[Research] Curriculum-based Sensing Reduction in Simulation to Real-World Transfer for In-hand Manipulation
Physical Demonstration: Real-world validation of the Allegro Hand performing in-hand manipulation tasks using Curriculum-based Sensing Reduction.
Paper Abstract
Simulation to Real-World Transfer allows affordable and fast training of learning-based robots for manipulation tasks using Deep Reinforcement Learning methods. Currently, Sim2Real uses Asymmetric Actor-Critic approaches to reduce the rich idealized features in simulation to the accessible ones in the real world. However, the feature reduction from the simulation to the real world is conducted through an empirically defined one-step curtail. Small feature reduction does not sufficiently remove the actor's features, which may still cause difficulty setting up the physical system, while large feature reduction may cause difficulty and inefficiency in training. To address this issue, we proposed Curriculum-based Sensing Reduction to enable the actor to start with the same rich feature space as the critic and then get rid of the hard-to-extract features step-by-step for higher training performance and better adaptation for real-world feature space. The reduced features are replaced with random signals from a Deep Random Generator to remove the dependency between the output and the removed features and avoid creating new dependencies. The methods are evaluated on the Allegro robot hand in a real-world in-hand manipulation task. The results show that our methods have faster training and higher task performance than baselines and can solve real-world tasks when selected tactile features are reduced.

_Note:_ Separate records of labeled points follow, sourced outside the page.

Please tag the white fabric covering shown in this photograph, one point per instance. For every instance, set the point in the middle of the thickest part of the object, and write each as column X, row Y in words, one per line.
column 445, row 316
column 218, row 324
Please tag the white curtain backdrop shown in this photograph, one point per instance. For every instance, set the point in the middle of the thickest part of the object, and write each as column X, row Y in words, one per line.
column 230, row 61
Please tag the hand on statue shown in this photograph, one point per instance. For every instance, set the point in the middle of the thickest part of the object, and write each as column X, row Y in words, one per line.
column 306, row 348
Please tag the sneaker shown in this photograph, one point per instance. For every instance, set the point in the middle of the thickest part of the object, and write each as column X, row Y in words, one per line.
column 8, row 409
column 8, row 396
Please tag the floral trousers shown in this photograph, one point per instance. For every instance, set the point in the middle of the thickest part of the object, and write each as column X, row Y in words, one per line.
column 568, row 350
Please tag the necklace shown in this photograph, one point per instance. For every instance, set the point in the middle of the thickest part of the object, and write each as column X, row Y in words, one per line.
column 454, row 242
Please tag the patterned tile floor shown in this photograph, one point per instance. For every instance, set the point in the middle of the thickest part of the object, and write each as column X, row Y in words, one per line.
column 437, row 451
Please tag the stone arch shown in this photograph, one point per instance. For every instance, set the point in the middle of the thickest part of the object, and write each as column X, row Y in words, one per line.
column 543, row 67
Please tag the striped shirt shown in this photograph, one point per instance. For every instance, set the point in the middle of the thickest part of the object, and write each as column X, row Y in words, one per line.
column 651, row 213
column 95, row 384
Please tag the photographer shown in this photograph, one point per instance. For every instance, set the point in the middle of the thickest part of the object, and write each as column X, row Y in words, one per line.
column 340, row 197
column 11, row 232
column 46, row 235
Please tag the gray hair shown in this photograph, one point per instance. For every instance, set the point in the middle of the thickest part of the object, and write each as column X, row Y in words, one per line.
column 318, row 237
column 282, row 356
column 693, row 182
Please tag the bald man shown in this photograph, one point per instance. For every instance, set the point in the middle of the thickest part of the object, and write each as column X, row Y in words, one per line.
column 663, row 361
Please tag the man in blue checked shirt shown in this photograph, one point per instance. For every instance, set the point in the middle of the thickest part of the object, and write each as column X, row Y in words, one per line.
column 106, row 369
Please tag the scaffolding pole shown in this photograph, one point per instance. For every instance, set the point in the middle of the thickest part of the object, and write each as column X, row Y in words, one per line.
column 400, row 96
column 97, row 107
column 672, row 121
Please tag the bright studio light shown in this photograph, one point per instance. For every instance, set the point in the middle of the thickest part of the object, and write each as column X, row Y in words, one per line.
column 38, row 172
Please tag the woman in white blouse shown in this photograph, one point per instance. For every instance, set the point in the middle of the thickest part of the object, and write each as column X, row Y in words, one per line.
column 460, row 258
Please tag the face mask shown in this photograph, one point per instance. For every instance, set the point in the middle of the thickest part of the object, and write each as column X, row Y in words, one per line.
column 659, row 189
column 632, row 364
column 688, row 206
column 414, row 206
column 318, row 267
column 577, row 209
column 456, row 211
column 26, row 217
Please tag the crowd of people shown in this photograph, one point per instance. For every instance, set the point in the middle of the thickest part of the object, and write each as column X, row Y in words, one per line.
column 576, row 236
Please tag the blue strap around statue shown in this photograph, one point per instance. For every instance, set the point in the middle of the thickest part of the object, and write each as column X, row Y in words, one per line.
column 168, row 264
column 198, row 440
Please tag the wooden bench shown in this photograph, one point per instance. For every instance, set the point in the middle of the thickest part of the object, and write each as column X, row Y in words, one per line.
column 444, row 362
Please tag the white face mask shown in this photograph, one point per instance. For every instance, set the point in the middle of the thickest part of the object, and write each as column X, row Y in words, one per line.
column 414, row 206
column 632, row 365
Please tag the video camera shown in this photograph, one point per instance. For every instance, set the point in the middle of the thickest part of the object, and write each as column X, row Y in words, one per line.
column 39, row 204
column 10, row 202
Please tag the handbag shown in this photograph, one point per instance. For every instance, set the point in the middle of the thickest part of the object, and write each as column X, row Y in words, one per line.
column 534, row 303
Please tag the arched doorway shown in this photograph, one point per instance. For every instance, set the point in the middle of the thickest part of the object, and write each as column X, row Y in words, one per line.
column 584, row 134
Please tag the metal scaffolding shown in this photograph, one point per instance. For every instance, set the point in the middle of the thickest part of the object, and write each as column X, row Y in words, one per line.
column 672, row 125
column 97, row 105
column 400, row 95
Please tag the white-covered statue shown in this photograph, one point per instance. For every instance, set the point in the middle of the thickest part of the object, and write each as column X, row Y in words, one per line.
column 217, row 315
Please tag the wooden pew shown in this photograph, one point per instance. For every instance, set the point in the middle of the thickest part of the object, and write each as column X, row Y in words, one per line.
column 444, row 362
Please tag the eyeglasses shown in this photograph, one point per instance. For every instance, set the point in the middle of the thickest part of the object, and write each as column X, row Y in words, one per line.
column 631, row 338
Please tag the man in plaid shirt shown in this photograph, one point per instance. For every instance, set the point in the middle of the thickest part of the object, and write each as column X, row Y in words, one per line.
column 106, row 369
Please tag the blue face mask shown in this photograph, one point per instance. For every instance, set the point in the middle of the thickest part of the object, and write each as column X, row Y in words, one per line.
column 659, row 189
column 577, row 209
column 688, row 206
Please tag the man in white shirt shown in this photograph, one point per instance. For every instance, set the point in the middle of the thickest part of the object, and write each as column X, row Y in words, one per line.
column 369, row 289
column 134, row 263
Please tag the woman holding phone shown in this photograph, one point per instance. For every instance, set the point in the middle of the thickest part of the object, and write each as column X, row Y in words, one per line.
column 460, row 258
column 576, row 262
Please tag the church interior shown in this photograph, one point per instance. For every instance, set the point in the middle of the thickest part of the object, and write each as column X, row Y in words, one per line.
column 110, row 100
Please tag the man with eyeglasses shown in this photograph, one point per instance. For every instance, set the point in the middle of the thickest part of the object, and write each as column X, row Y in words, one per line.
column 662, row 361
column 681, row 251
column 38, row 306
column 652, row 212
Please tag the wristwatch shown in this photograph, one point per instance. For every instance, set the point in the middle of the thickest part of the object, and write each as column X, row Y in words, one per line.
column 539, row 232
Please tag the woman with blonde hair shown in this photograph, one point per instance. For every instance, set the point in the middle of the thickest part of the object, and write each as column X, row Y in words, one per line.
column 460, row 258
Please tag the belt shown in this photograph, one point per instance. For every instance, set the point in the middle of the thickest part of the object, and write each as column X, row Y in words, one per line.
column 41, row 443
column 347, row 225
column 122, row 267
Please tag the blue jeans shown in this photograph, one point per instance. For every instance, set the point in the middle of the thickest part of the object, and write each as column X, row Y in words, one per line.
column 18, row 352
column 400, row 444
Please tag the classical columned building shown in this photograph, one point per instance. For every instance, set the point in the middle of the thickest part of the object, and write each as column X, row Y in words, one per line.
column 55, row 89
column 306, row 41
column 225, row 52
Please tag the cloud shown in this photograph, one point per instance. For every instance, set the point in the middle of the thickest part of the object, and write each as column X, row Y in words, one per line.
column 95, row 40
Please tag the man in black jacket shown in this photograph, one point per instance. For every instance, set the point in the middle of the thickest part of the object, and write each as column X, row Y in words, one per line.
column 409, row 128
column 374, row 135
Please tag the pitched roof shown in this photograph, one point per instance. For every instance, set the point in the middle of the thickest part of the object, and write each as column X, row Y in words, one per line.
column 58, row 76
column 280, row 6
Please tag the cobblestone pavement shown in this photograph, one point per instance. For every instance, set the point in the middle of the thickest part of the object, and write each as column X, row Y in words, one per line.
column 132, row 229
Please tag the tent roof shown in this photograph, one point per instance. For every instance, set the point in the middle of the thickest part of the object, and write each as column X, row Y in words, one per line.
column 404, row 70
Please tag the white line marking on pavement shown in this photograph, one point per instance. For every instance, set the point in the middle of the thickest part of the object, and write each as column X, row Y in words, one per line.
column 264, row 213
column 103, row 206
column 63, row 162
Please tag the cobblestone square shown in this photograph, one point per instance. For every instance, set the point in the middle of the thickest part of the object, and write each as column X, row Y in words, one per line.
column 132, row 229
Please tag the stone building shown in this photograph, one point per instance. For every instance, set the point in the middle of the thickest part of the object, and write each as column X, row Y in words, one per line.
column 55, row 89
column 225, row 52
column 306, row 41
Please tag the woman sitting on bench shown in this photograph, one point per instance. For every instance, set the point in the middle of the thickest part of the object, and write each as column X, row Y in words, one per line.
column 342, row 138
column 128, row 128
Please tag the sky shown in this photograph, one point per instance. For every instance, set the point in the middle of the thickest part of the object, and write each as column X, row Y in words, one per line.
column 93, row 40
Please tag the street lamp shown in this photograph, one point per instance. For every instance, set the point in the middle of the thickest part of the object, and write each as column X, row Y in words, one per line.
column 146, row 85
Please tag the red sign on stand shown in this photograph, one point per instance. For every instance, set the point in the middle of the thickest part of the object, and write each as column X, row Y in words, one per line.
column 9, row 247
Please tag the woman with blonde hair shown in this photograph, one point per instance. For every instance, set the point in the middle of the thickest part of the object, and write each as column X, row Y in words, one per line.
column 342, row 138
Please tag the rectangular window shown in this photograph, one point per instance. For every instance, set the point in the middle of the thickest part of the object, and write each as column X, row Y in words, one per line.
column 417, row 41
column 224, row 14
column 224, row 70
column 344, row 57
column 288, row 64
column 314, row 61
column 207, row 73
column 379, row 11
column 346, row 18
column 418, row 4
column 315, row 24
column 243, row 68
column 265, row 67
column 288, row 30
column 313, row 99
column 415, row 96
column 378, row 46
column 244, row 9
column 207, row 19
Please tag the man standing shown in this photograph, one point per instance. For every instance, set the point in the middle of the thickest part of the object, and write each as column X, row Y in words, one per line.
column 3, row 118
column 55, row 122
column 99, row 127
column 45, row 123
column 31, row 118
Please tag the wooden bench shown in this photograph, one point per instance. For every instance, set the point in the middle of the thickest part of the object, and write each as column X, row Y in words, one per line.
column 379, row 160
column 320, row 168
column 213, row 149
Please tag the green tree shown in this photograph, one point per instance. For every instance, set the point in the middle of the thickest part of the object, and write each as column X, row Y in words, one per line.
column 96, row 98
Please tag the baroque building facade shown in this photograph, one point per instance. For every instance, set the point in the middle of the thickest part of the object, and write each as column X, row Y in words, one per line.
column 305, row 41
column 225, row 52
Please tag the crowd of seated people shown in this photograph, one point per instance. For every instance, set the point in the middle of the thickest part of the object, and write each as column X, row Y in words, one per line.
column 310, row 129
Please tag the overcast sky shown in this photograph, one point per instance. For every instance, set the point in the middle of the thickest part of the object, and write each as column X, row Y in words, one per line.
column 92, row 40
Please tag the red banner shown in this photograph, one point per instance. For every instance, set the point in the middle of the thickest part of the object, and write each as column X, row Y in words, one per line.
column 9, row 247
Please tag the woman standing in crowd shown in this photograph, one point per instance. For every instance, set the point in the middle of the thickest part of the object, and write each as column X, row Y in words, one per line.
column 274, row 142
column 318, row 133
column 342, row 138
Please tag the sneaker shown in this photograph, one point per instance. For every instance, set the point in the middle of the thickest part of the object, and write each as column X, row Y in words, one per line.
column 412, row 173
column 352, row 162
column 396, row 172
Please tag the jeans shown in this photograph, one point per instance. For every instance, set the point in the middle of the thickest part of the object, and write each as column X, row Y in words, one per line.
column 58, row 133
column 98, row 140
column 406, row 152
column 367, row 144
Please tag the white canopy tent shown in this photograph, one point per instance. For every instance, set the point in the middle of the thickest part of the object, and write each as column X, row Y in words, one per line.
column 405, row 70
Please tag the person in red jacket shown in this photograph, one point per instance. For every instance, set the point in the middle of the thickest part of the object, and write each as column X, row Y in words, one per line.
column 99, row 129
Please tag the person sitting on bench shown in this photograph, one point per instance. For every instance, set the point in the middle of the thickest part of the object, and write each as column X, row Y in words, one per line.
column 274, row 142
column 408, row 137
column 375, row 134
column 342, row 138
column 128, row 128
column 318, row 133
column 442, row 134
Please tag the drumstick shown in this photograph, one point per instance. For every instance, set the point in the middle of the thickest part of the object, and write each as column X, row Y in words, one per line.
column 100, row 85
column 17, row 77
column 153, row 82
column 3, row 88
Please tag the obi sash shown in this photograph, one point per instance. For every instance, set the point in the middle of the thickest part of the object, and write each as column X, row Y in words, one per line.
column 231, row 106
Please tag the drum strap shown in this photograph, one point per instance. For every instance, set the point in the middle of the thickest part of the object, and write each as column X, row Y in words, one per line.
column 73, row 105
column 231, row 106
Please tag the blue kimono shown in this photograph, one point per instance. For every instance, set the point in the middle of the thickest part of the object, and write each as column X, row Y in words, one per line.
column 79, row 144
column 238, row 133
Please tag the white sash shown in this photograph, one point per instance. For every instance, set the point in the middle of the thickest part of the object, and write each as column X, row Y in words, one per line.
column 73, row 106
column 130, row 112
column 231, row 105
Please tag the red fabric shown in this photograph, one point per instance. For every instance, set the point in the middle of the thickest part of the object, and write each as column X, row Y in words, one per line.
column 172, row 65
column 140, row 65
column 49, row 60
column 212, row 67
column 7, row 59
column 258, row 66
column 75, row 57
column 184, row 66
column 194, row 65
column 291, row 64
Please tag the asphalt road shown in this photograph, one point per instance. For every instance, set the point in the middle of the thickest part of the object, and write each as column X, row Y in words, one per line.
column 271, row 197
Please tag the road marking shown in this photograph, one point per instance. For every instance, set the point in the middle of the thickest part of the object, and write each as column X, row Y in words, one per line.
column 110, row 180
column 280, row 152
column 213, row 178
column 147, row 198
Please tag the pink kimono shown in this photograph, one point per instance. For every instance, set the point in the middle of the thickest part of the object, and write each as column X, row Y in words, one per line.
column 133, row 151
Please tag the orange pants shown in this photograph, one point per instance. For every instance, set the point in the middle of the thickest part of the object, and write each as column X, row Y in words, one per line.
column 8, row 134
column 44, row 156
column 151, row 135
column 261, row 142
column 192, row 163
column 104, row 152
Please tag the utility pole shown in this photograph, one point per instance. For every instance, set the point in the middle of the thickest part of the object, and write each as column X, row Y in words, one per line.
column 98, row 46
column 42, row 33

Simulation: Training in Isaac Gym simulation environment.
Sim-to-Real Transfer: Policy transferred and deployed on the physical Allegro Hand V4.
Physical Validation on Allegro Hand V4
The proposed Curriculum-based Sensing Reduction framework was validated on the Allegro Hand V4 as the primary physical multi-finger robotic platform, demonstrating successful real-world in-hand manipulation with progressively reduced sensing inputs.
• Real-World In-Hand Block Rotation
The Allegro Hand V4, a 4-finger robot hand with 16 DoFs, was used to rotate a block placed on its palm around the Z-axis to a randomly generated target position. In the real world, object position and rotation were captured using an ArUco marker and a Logitech C930e webcam at 30Hz, with a Kalman filter applied to denoise the signal.
• Superior Performance Over Baselines
CSR (2 steps) + DRG achieved the highest success rate across all simulation and real-world tests, outperforming the AAC baseline and prior works including OpenAI and NYU-RL in the average number of successful tasks completed in 30 seconds.
Key Takeaway
By utilizing the Allegro Hand V4 as the real-world validation platform, the CSR + DRG method demonstrated faster training and higher success rates compared to the AAC baseline — successfully performing in-hand block rotation tasks even when tactile sensor features were progressively removed during training.